Southern California Edison removes approximately 30,000 medium voltage transformers from service annually. Approximately 2,000 of these units are subjected to condition assessment testing to determine suitability for reinstallation. The challenge in assessment testing lies in accurate interpretation of the measured parameters. This is particularly problematic when evaluating distribution class transformers which are routinely subjected to overloads and voltage transients. With this challenge in mind, Southern California Edison performed a series of energized experiments to simulate specific transformer overload conditions. Transformers were energized continuously at prescribed loads, and insulation quality tests were performed at specified intervals, incrementally documenting the changes in dielectric response and insulation resistance. Upon completion of the thermal cycles, oil quality testing and dissolved gas analysis was performed on all units.

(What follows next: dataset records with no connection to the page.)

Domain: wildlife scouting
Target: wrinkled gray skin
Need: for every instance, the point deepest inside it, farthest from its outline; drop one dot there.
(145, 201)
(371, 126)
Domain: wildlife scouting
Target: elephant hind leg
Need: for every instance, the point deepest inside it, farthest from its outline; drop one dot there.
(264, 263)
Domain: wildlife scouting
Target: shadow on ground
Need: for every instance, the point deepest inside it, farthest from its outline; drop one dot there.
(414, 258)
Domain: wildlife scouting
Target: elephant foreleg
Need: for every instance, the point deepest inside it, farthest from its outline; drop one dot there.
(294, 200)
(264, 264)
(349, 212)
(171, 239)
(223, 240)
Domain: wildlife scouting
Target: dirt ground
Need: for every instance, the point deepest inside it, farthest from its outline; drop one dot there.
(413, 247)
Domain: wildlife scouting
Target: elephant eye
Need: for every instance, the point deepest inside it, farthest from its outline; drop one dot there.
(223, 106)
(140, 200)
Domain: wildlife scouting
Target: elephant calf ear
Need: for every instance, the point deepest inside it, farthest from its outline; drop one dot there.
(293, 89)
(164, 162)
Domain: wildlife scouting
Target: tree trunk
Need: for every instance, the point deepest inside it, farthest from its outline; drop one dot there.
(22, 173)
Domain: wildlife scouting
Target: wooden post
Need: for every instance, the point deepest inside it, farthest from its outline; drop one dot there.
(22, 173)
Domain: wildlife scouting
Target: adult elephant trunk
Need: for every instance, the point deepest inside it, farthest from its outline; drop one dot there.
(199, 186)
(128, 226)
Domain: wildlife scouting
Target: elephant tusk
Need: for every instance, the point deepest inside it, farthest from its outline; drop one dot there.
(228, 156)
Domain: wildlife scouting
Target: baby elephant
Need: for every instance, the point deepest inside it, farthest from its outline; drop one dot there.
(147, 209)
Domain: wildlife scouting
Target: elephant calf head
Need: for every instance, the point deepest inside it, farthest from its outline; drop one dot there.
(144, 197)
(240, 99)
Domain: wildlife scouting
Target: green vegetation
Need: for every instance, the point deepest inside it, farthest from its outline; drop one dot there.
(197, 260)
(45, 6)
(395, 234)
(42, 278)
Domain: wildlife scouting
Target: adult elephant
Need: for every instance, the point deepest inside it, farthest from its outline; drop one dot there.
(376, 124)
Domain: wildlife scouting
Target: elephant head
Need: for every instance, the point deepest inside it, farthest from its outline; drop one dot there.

Keywords: oil, insulation, power factor, dielectric response, loading

  1. Introduction

In 2016, Southern California Edison (SCE) performed a protocol where 12 distribution transformers were divided into 4 groups and loaded at 90, 112, 125, and 135 % of rated load for a period of 6 months. In 2017, SCE performed a subsequent protocol where 11 distribution transformers were divided into 3 groups and loaded at 115, 125, and 150 % of rated load for a period of 12 months. Transformers were de-energized every 4 weeks and allowed to cool to ambient temperature. A narrow band dielectric frequency response measurement (NBDFR) was performed on each unit, measuring primary to secondary insulation power factor (CHL) at frequencies ranging from 1 to 1000 Hz. In addition, the primary to secondary insulation resistance measurement was performed at 1000 V DC for a period of 60 seconds.

  1. Effects of loading on narrow band dielectric frequency response

NBDFR measurements were performed on an incremental basis for each test specimen. By overlaying the sequential traces, the changes in response could be tracked over time. Traditional insulation power factor analysis utilizes a single parameter for trending insulation condition, specifically the magnitude at line frequency (60 Hz). NBDFR conversely is not a parameter based analytical protocol. A shape analysis of the response trace is utilized to extrapolate information regarding specific components of the insulation system. The frequencies from 10 – 100 Hz are dominated by the influence of cellulose components, while the frequencies from 1-10 Hz are dominated by the influence of mineral oil.